We need everyone’s help in order to see that the Security Council lives up to its founding values and passes a binding resolution that codifies the strongest possible mechanism to achieve the goal and to achieve it rapidly. We need to make the Geneva agreement meaningful and to make it meaningful in order to eliminate Syria’s CW program and to do it with transparency and with the accountability, the full accountability that is demanded here. It is important that we accomplish the goal in New York and accomplish it as rapidly as possible.
Thank you all.
QUESTION: Could you --
QUESTION: Secretary, on a related subject --
SECRETARY KERRY: If you have any questions – Marie’s going to answer some questions.
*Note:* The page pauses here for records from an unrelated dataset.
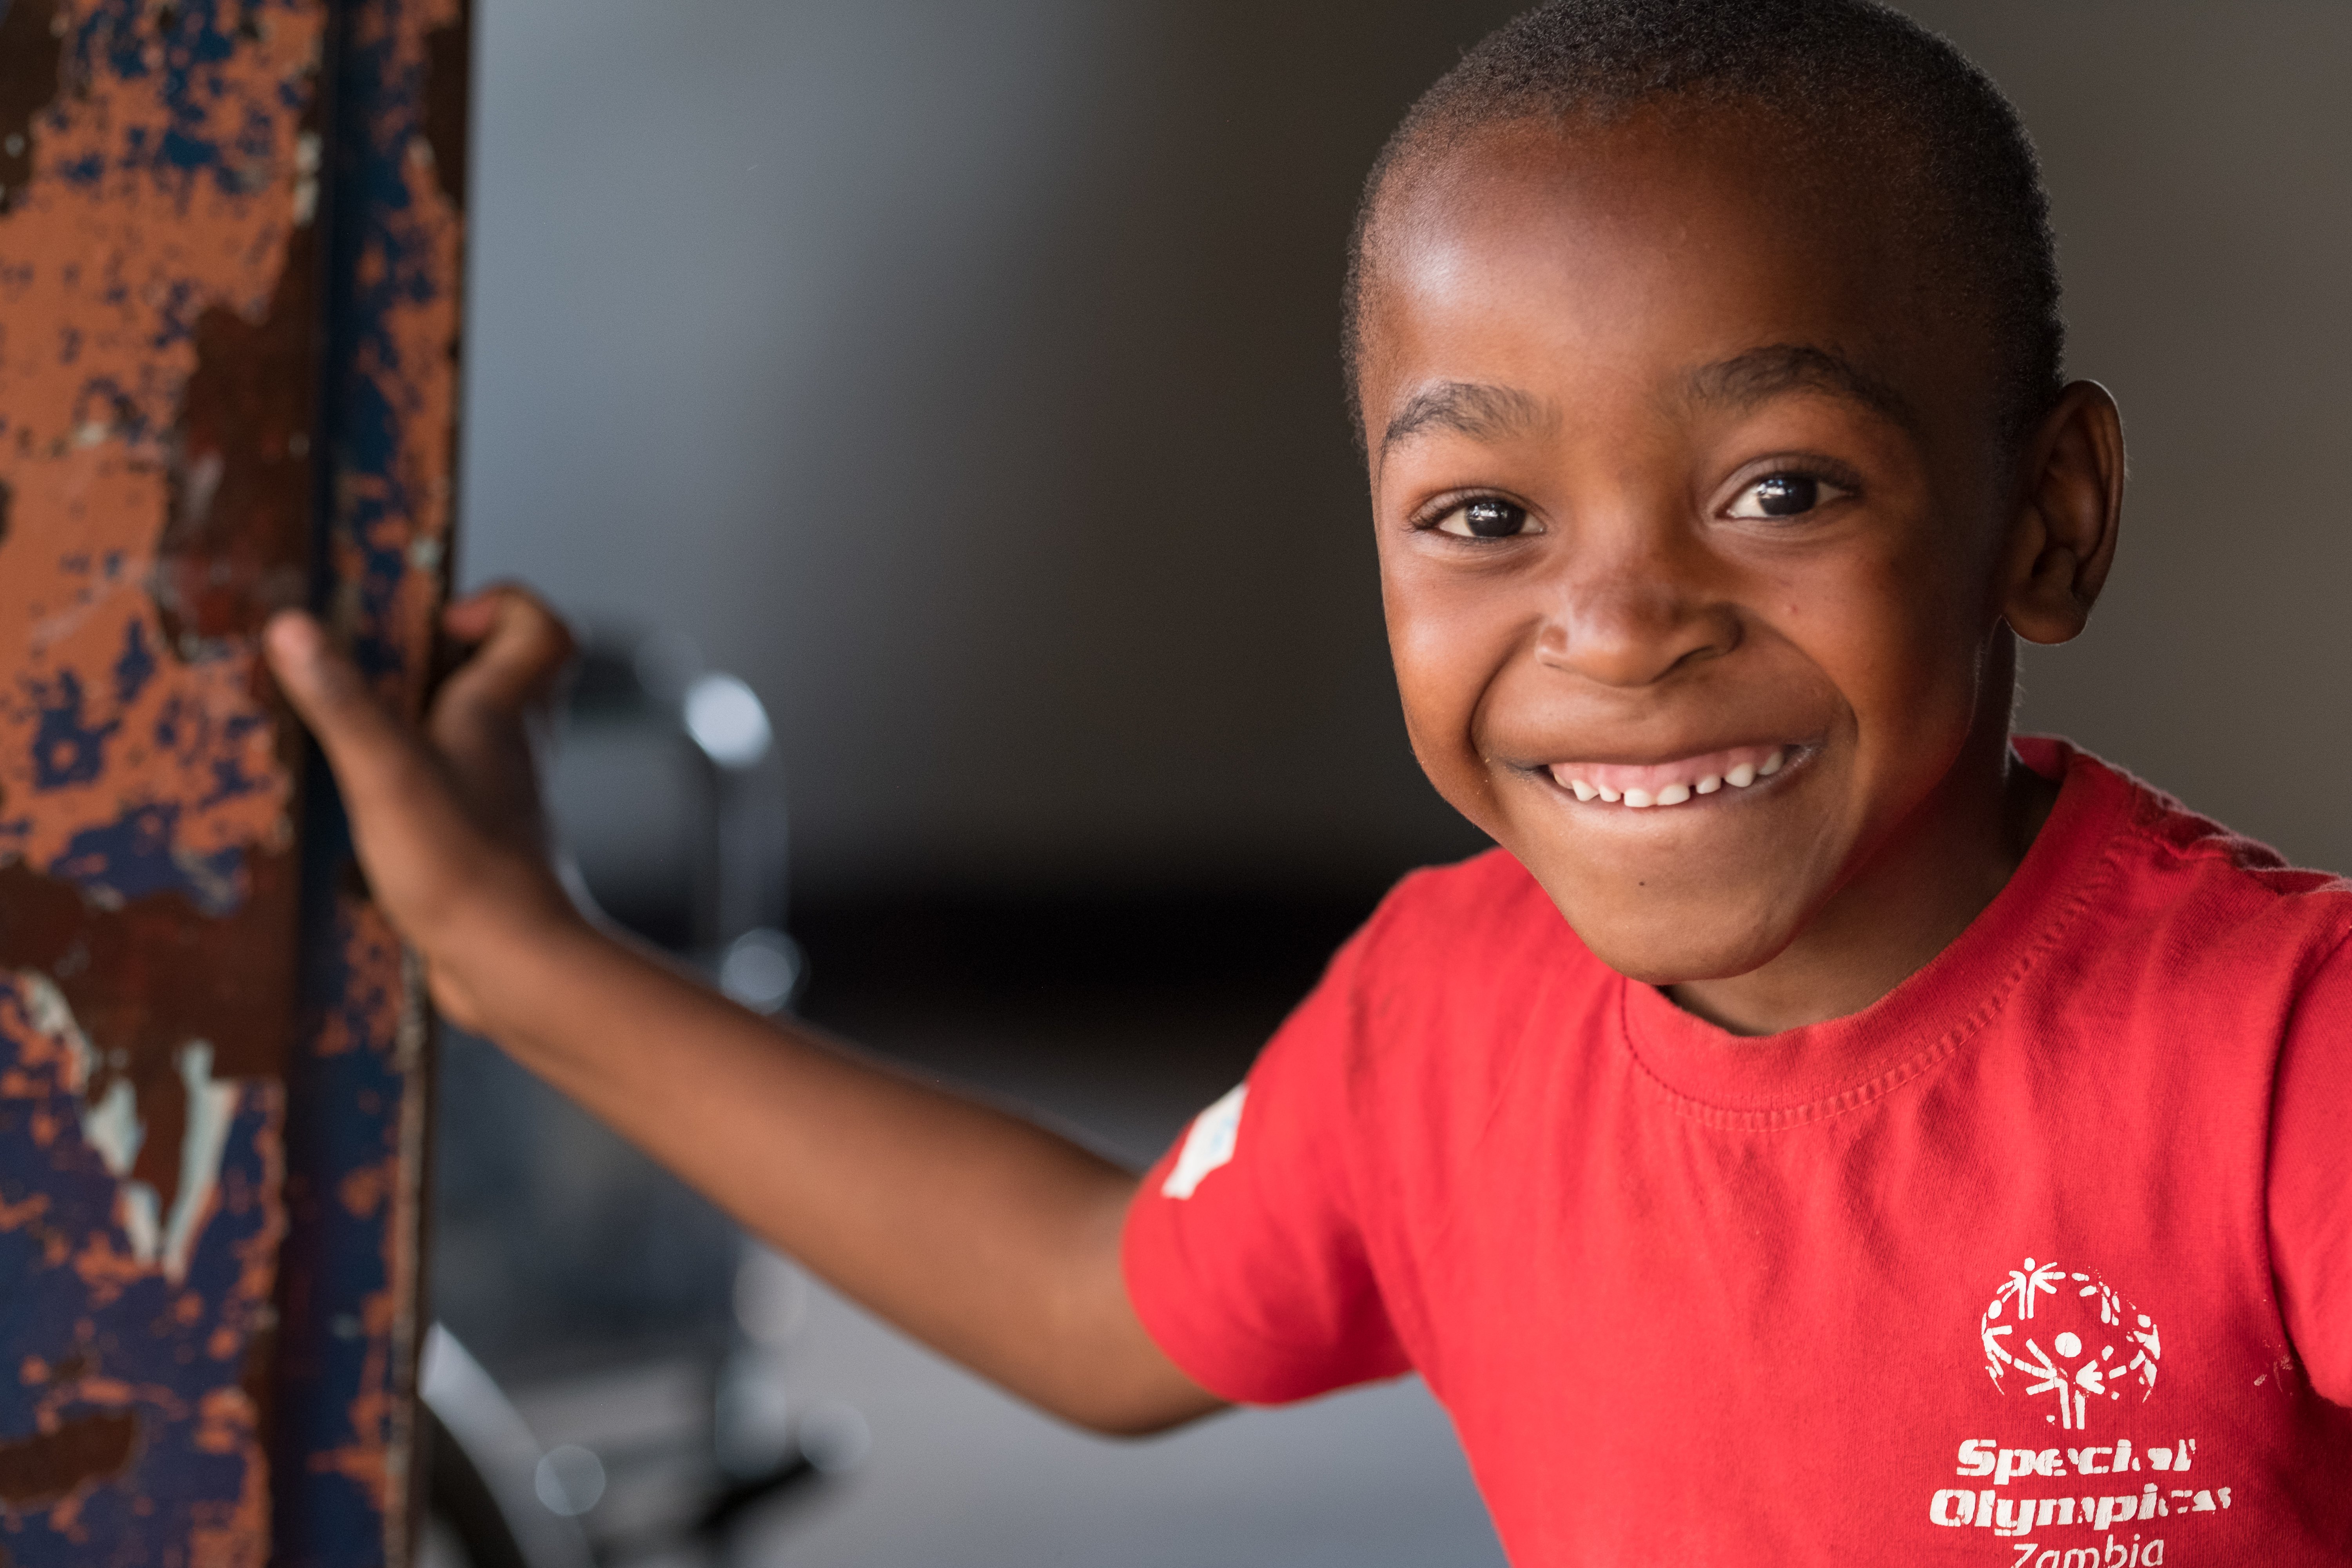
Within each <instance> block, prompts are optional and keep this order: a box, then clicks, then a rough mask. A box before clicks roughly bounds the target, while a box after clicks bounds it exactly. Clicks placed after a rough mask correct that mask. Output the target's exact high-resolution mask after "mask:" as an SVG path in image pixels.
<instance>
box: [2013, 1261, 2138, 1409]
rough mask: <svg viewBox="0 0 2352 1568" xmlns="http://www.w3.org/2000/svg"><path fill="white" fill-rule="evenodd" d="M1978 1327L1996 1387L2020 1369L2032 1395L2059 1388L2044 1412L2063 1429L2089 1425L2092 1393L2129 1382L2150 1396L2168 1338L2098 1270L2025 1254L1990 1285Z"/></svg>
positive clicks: (2127, 1384)
mask: <svg viewBox="0 0 2352 1568" xmlns="http://www.w3.org/2000/svg"><path fill="white" fill-rule="evenodd" d="M1976 1333H1978V1338H1980V1340H1983V1342H1985V1371H1987V1373H1990V1375H1992V1387H1997V1389H2002V1392H2004V1394H2006V1392H2009V1385H2006V1378H2009V1373H2020V1375H2023V1378H2025V1394H2027V1396H2030V1399H2039V1396H2046V1394H2056V1396H2058V1401H2056V1403H2058V1408H2056V1410H2051V1413H2049V1415H2046V1420H2049V1422H2051V1425H2053V1427H2058V1429H2063V1432H2086V1429H2089V1420H2091V1410H2093V1406H2091V1401H2093V1399H2103V1401H2107V1403H2114V1401H2122V1399H2124V1392H2126V1389H2136V1392H2138V1396H2140V1399H2147V1396H2150V1394H2152V1392H2154V1389H2157V1361H2159V1359H2161V1356H2164V1345H2161V1338H2159V1335H2157V1324H2154V1319H2150V1316H2147V1314H2145V1312H2140V1309H2138V1307H2133V1305H2131V1302H2126V1300H2124V1298H2122V1295H2119V1293H2117V1288H2114V1286H2110V1284H2107V1281H2105V1279H2100V1276H2098V1274H2070V1272H2067V1269H2063V1267H2058V1265H2056V1262H2034V1260H2032V1258H2027V1260H2025V1267H2023V1269H2009V1281H2006V1284H2004V1286H2002V1288H1999V1291H1994V1293H1992V1305H1990V1307H1985V1314H1983V1316H1980V1319H1978V1321H1976Z"/></svg>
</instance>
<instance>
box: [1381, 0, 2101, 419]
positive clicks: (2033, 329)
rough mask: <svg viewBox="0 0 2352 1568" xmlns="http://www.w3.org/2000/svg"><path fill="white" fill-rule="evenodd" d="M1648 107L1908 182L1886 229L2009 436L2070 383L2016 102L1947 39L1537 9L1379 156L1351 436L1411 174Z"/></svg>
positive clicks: (1668, 6) (1733, 22) (1784, 2)
mask: <svg viewBox="0 0 2352 1568" xmlns="http://www.w3.org/2000/svg"><path fill="white" fill-rule="evenodd" d="M1658 99H1691V101H1698V103H1710V101H1712V103H1738V106H1757V108H1764V110H1769V113H1776V115H1783V118H1785V120H1788V122H1790V125H1795V127H1797V129H1799V132H1806V134H1811V139H1813V141H1816V143H1818V146H1823V148H1837V150H1839V155H1844V158H1853V160H1872V162H1875V165H1877V167H1875V169H1870V172H1872V174H1882V176H1886V179H1891V181H1893V183H1898V186H1900V188H1907V195H1915V197H1917V200H1905V202H1898V205H1893V212H1896V221H1903V223H1905V226H1907V228H1912V230H1915V237H1917V242H1922V244H1924V247H1926V249H1924V254H1926V256H1931V259H1933V261H1936V263H1938V270H1940V273H1945V277H1947V282H1950V287H1952V289H1955V306H1957V308H1962V310H1966V313H1969V315H1971V317H1976V322H1978V324H1980V327H1983V329H1985V331H1990V334H1992V336H1994V343H1997V350H1999V355H2002V360H2004V364H2002V371H1999V376H2002V386H1999V390H1997V395H1999V409H1997V414H1999V418H2002V421H2004V430H2002V435H2004V437H2006V440H2016V437H2020V435H2023V433H2025V430H2030V428H2032V425H2034V421H2039V418H2042V414H2044V411H2049V407H2051V402H2053V400H2056V397H2058V390H2060V386H2063V360H2065V317H2063V315H2060V301H2058V244H2056V237H2053V235H2051V219H2049V193H2046V190H2044V186H2042V162H2039V160H2037V158H2034V146H2032V139H2030V136H2027V134H2025V122H2023V120H2020V118H2018V110H2016V108H2013V106H2011V103H2009V99H2006V96H2002V89H1999V87H1994V85H1992V78H1987V75H1985V73H1983V71H1978V68H1976V66H1973V63H1971V61H1969V59H1966V56H1964V54H1962V52H1959V49H1957V47H1955V45H1952V42H1950V40H1945V38H1940V35H1938V33H1931V31H1929V28H1924V26H1919V24H1917V21H1912V19H1910V16H1903V14H1900V12H1896V9H1891V7H1886V5H1877V0H1548V5H1538V7H1536V9H1531V12H1526V14H1522V16H1519V19H1517V21H1510V24H1505V26H1503V28H1498V31H1496V33H1491V35H1489V38H1486V40H1484V42H1479V45H1477V47H1475V49H1470V52H1468V54H1465V56H1463V61H1461V63H1458V66H1454V71H1449V73H1446V75H1444V78H1439V80H1437V85H1435V87H1430V89H1428V92H1425V94H1423V96H1421V101H1418V103H1414V108H1411V110H1409V113H1406V115H1404V122H1402V125H1399V127H1397V132H1395V134H1392V136H1390V139H1388V146H1385V148H1381V155H1378V160H1374V165H1371V174H1369V179H1367V181H1364V197H1362V202H1359V207H1357V214H1355V233H1352V235H1350V240H1348V282H1345V292H1343V339H1341V355H1343V362H1345V376H1348V414H1350V425H1352V428H1355V433H1357V440H1359V442H1362V440H1364V421H1362V402H1359V369H1362V308H1364V287H1367V242H1369V235H1371V223H1374V219H1376V216H1378V202H1381V190H1383V188H1385V186H1388V181H1390V176H1392V174H1395V172H1397V169H1399V167H1404V165H1416V162H1425V160H1432V158H1437V155H1444V153H1446V150H1451V148H1456V146H1461V143H1463V141H1468V139H1472V136H1477V134H1479V132H1486V129H1494V127H1501V125H1510V122H1526V120H1555V122H1569V120H1609V118H1616V115H1621V113H1625V110H1632V108H1639V106H1644V103H1651V101H1658Z"/></svg>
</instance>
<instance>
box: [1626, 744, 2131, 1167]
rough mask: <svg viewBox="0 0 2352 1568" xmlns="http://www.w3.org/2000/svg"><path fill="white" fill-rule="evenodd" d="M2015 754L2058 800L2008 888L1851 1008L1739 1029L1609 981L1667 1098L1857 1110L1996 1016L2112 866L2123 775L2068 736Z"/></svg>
mask: <svg viewBox="0 0 2352 1568" xmlns="http://www.w3.org/2000/svg"><path fill="white" fill-rule="evenodd" d="M2016 752H2018V757H2020V759H2023V762H2025V766H2030V769H2034V771H2037V773H2042V776H2044V778H2058V802H2056V804H2053V806H2051V813H2049V820H2046V823H2042V832H2039V835H2034V842H2032V846H2030V849H2027V851H2025V858H2023V860H2020V863H2018V870H2016V872H2013V875H2011V877H2009V884H2006V886H2004V889H2002V891H1999V893H1997V896H1994V900H1992V903H1990V905H1985V910H1983V912H1980V914H1978V917H1976V919H1973V922H1969V929H1966V931H1962V933H1959V936H1957V938H1955V940H1952V945H1950V947H1945V950H1943V952H1938V954H1936V957H1933V959H1931V961H1929V964H1926V966H1924V969H1922V971H1919V973H1915V976H1910V978H1907V980H1903V983H1900V985H1898V987H1893V990H1891V992H1886V994H1884V997H1879V999H1877V1001H1875V1004H1870V1006H1867V1009H1863V1011H1860V1013H1849V1016H1846V1018H1830V1020H1823V1023H1813V1025H1804V1027H1799V1030H1785V1032H1780V1034H1759V1037H1743V1034H1731V1032H1726V1030H1719V1027H1715V1025H1712V1023H1705V1020H1700V1018H1693V1016H1691V1013H1684V1011H1682V1009H1677V1006H1675V1004H1672V1001H1670V999H1668V997H1665V994H1663V992H1658V990H1656V987H1651V985H1642V983H1637V980H1623V978H1621V980H1618V987H1621V994H1623V1027H1625V1044H1628V1046H1630V1048H1632V1053H1635V1058H1637V1060H1639V1063H1642V1067H1644V1070H1646V1072H1649V1077H1651V1079H1653V1081H1656V1084H1658V1086H1661V1088H1663V1091H1665V1093H1668V1095H1670V1098H1672V1100H1677V1107H1679V1110H1684V1112H1689V1114H1696V1117H1700V1119H1710V1121H1729V1124H1743V1126H1780V1124H1797V1121H1813V1119H1820V1117H1825V1114H1837V1112H1842V1110H1851V1107H1858V1105H1863V1103H1867V1100H1872V1098H1877V1095H1882V1093H1886V1091H1889V1088H1893V1086H1896V1084H1903V1081H1907V1079H1912V1077H1917V1074H1919V1072H1924V1070H1929V1067H1931V1065H1936V1063H1938V1060H1943V1058H1945V1056H1950V1053H1952V1051H1957V1048H1962V1046H1964V1044H1966V1041H1969V1039H1971V1037H1973V1034H1976V1032H1978V1030H1983V1027H1985V1025H1987V1023H1992V1020H1994V1018H1997V1016H1999V1011H2002V1009H2004V1006H2006V1004H2009V999H2011V997H2013V994H2016V990H2018V985H2020V983H2025V978H2027V976H2030V973H2032V971H2034V969H2037V964H2039V961H2042V959H2044V957H2046V954H2049V950H2051V947H2053V945H2056V943H2058V940H2060V936H2065V931H2067V929H2070V926H2072V924H2074V919H2077V914H2082V910H2086V907H2089V905H2091V900H2093V898H2096V893H2098V886H2100V884H2103V882H2105V879H2107V875H2110V872H2112V860H2114V851H2117V835H2119V830H2122V827H2124V823H2126V820H2129V818H2131V809H2133V785H2131V780H2129V778H2124V776H2122V773H2117V771H2114V769H2107V766H2105V764H2100V762H2098V759H2093V757H2086V755H2084V752H2077V750H2074V748H2072V745H2067V743H2065V741H2046V738H2018V741H2016Z"/></svg>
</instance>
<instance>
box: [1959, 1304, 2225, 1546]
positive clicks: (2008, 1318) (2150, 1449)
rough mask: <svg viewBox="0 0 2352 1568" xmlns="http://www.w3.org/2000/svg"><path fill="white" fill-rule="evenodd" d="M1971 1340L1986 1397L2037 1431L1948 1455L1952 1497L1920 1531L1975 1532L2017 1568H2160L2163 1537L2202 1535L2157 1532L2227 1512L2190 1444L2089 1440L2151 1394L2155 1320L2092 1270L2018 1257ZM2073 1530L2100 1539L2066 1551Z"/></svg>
mask: <svg viewBox="0 0 2352 1568" xmlns="http://www.w3.org/2000/svg"><path fill="white" fill-rule="evenodd" d="M1976 1335H1978V1342H1980V1345H1983V1349H1985V1373H1987V1375H1990V1378H1992V1387H1997V1389H2002V1392H2004V1394H2013V1392H2023V1394H2025V1396H2027V1401H2030V1403H2027V1406H2025V1413H2023V1420H2030V1418H2032V1415H2042V1420H2044V1427H2027V1429H2023V1432H2020V1429H2016V1427H2011V1432H2009V1434H2006V1436H1973V1439H1966V1441H1964V1443H1959V1450H1957V1465H1955V1469H1952V1476H1955V1479H1959V1481H1962V1486H1952V1483H1945V1486H1938V1488H1936V1490H1933V1493H1931V1495H1929V1500H1926V1519H1929V1523H1933V1526H1943V1528H1947V1530H1966V1528H1976V1530H1985V1533H1990V1535H1994V1537H1999V1540H2002V1542H2004V1547H2009V1549H2011V1552H2016V1554H2018V1559H2016V1563H2018V1568H2161V1566H2164V1561H2166V1552H2169V1547H2178V1544H2180V1542H2178V1540H2173V1535H2176V1533H2183V1535H2197V1533H2199V1530H2201V1526H2192V1523H2166V1521H2176V1519H2180V1516H2183V1514H2187V1516H2194V1514H2225V1512H2227V1509H2230V1507H2232V1505H2234V1497H2232V1493H2230V1488H2227V1486H2211V1481H2213V1474H2211V1465H2209V1460H2211V1455H2206V1453H2199V1450H2197V1439H2194V1436H2187V1434H2180V1436H2171V1439H2166V1441H2145V1439H2143V1441H2140V1443H2133V1439H2129V1436H2119V1434H2112V1432H2110V1434H2107V1441H2098V1439H2096V1436H2089V1434H2091V1427H2093V1425H2119V1422H2114V1420H2100V1418H2103V1413H2114V1415H2122V1406H2124V1403H2126V1401H2124V1396H2126V1394H2136V1399H2131V1401H2129V1403H2143V1401H2147V1396H2150V1394H2154V1389H2157V1363H2159V1361H2161V1356H2164V1342H2161V1335H2159V1333H2157V1324H2154V1319H2152V1316H2147V1314H2145V1312H2140V1309H2138V1307H2133V1305H2131V1302H2129V1300H2124V1295H2122V1293H2119V1291H2117V1288H2114V1286H2110V1284H2107V1281H2105V1279H2100V1276H2098V1274H2096V1272H2089V1269H2086V1272H2079V1274H2077V1272H2070V1269H2065V1267H2060V1265H2058V1262H2049V1260H2034V1258H2027V1260H2025V1265H2023V1267H2016V1269H2009V1279H2006V1281H2004V1284H2002V1288H1999V1291H1994V1293H1992V1302H1990V1305H1987V1307H1985V1312H1983V1316H1978V1321H1976ZM2011 1378H2018V1382H2016V1385H2011V1382H2009V1380H2011ZM2011 1420H2018V1418H2011ZM2004 1425H2006V1422H2004ZM2046 1427H2058V1429H2060V1432H2065V1434H2067V1436H2058V1432H2046ZM2037 1434H2039V1436H2037ZM2150 1436H2154V1434H2150ZM2051 1439H2056V1441H2051ZM2072 1443H2082V1446H2079V1448H2074V1446H2072ZM2223 1474H2227V1469H2225V1472H2223ZM2074 1530H2084V1533H2103V1535H2091V1540H2089V1542H2086V1544H2077V1542H2084V1537H2082V1535H2074ZM2157 1530H2164V1535H2157Z"/></svg>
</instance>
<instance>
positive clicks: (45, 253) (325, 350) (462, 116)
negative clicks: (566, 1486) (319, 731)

QUESTION: On a related subject, can we just ask you whether you think the President might meet with President Rouhani to test the seriousness of what Iran has said?
SECRETARY KERRY: I think the White House needs to speak to that at the appropriate time.
QUESTION: Is it a positive sign, coming from Rouhani in these – in this interview?
SECRETARY KERRY: I think Rouhani’s comments have been very positive, but everything needs to be put to the test and we’ll see where we go. And at the right moment, I think the White House and the State Department will make clear where we’re heading.